The higher than expected rotational velocity of stars and gas clouds in the outskirts of galaxies is explained today by invoking dark mater that supplies not only the additional gravitational mass, but explains the amount of gravitational lensing of more distant galaxies. Furthermore, dark matter distribution about spiral galaxies places it on the outside of galaxies and not so much on the inside.

Certainly the higher than expected velocity on the outside of galaxies also translates into higher than expected kinetic energy. Should the extra kinetic also increase the gravitational stress energy tensor in that region of space.

If so, do our models already factor in kinetic energy and it's gravitational stress energy tensor, overlook it, or the effect is just too minuscule to be of any importance?

I don't expect the extra kinetic energy to be a replacement for dark matter, and suspect the effect may be too small to be of much importance, but the kinetic energy distribution around a galaxy, intuitively on the surface, appears to have the right distribution, so I'm asking generically, do astrophysics factor this in their models, or not, and if not, should it?

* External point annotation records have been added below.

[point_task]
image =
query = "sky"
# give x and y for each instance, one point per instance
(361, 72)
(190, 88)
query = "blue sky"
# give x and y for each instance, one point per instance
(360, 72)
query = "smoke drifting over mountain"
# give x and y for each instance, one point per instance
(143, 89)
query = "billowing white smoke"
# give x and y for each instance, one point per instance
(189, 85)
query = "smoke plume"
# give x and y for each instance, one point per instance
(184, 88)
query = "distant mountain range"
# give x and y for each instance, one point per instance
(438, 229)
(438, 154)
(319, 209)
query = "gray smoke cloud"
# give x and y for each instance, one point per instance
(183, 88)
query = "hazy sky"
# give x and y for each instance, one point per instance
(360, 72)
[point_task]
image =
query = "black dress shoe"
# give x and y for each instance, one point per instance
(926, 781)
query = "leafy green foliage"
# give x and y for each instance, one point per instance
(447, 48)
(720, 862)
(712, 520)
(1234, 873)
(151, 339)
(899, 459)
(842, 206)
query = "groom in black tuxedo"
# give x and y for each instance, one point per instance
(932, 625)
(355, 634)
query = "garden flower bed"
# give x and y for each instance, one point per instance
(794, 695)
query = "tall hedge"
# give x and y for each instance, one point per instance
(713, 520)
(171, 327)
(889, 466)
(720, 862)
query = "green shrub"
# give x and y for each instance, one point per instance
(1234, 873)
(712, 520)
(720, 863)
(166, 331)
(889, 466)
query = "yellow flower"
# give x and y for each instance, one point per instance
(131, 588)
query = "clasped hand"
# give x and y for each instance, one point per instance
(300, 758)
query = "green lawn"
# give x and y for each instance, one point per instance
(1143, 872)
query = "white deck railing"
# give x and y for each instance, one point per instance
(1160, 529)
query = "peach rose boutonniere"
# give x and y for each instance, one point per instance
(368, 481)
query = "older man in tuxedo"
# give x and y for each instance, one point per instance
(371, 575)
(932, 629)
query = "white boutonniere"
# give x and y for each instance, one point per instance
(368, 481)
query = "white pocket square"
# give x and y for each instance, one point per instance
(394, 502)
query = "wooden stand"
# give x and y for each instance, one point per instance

It is miniscule. General Relativity is not required to understand the dynamics of galaxies. Motions are non-relativistic, a few 100 km/s at most, so the kinetic energy of objects is always much smaller than their rest mass energy.

Another way of seeing this is to calculate $GM/Rc^2$, a ratio which tells you the relative size of errors you will get in ignoring GR in any calculation.

For our Galaxy, we might say there is about $M\sim 10^{11} M_{\odot}$ within $R\sim 15$ kpc, and the ratio is then $3\times 10^{-7}$, which indicates Newtonian gravity is fine for most purposes.